We create a daemon thread that runs in the background as long as the server is up and running. This thread will refresh the data in the database every hour with the newly updated poll data.
- Each store can have multiple segments of business hours in a single day. Ex. 00:00:00 to 04:00:00, 09:00:00 to 18:30:00, etc
- Status polls for each hour in business hours are not necessarily available in the data source. Conversely, status polls for non-business hours are present.
-
We go through each store and find their business hours for each day and then we get the business hours in UTC time.
-
We go through each segment of the business hours and keep track of the previous valid status and timestamp.
-
For each business hours segment we find all the relevant poll data and go through each poll.
-
The previous timestamp and the current poll timestamp make up one interval. With the help of previous status we store the time difference in the uptime or downtime.
-
At the end of each business hours segment we are left with the last interval, which is between the last poll timestamp and the current business hours segment's end time.

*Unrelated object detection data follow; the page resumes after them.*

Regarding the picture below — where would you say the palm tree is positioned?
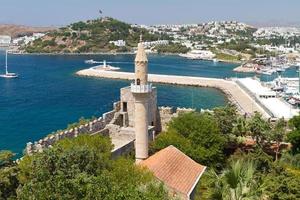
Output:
[269,118,286,161]
[248,112,270,147]
[207,160,258,200]
[232,116,248,136]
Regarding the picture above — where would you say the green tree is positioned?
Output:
[248,112,270,147]
[206,160,258,200]
[151,112,226,167]
[232,116,248,136]
[0,151,19,199]
[287,116,300,154]
[17,135,168,200]
[269,118,286,161]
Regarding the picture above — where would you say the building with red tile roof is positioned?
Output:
[139,145,206,199]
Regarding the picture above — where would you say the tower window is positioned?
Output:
[123,102,127,112]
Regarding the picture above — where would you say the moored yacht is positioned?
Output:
[0,50,18,78]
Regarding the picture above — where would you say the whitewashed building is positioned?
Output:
[109,40,126,47]
[0,35,11,46]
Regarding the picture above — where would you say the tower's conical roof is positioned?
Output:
[135,36,148,62]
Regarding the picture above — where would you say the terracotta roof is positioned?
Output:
[135,42,148,62]
[140,145,206,196]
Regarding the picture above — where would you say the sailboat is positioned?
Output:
[0,50,18,78]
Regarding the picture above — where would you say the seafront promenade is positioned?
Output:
[76,68,271,118]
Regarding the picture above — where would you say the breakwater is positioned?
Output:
[25,102,195,155]
[25,102,120,155]
[76,68,271,118]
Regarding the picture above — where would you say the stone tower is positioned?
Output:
[131,37,152,162]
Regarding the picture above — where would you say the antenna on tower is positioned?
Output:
[140,34,143,42]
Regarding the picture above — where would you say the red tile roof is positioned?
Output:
[140,145,206,196]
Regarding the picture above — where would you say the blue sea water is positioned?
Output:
[0,52,298,156]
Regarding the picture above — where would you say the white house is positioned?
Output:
[0,35,11,46]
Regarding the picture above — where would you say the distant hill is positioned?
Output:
[0,24,55,38]
[24,17,169,53]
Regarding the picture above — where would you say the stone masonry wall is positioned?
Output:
[159,107,195,131]
[25,102,120,155]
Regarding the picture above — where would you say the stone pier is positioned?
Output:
[76,68,271,118]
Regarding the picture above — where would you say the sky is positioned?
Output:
[0,0,300,26]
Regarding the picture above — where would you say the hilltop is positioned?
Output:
[0,24,55,38]
[24,17,169,53]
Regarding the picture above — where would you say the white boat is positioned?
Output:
[92,60,120,71]
[276,67,285,72]
[84,59,99,64]
[179,50,216,60]
[0,50,18,78]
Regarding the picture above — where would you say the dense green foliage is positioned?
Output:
[0,151,19,200]
[151,112,225,166]
[288,116,300,154]
[25,18,169,53]
[151,105,300,200]
[0,135,168,200]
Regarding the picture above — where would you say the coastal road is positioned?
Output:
[76,68,271,118]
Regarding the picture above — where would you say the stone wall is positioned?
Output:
[25,102,195,155]
[25,102,120,155]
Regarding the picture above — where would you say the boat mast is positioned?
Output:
[5,50,8,74]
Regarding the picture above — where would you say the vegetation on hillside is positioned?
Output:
[25,18,169,53]
[155,43,190,53]
[151,106,300,200]
[0,105,300,200]
[0,135,168,200]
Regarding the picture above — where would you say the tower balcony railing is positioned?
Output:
[130,83,152,93]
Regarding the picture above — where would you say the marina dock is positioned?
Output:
[76,68,271,118]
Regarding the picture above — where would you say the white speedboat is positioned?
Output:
[0,50,18,78]
[84,59,99,64]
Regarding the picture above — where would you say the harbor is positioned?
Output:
[76,68,272,118]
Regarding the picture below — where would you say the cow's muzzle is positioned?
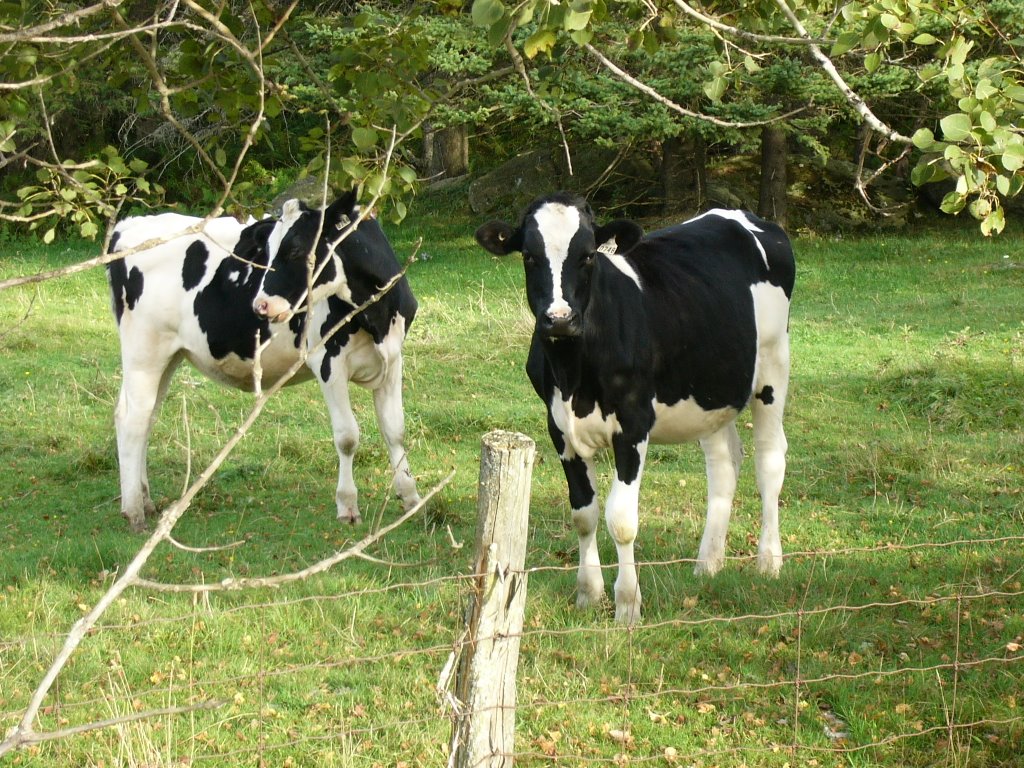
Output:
[253,296,294,323]
[537,311,583,339]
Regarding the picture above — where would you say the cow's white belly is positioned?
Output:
[186,327,312,392]
[550,388,738,459]
[650,398,738,443]
[550,387,623,459]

We store the time difference accordingly.
-
We store all the uptime and downtime data and keep updating the same.
-
When we calculate the last hour uptime and downtime. There can be a case where the business hours segment's end time is before the last hour's end time. Here we have to set the end time as the business hour segment's end time and ignore the last hour's end time.
-
We get the timezones for each store and keep them in-memory for faster access.
-
We created relevant indexes for retrieving data from the database in a faster way.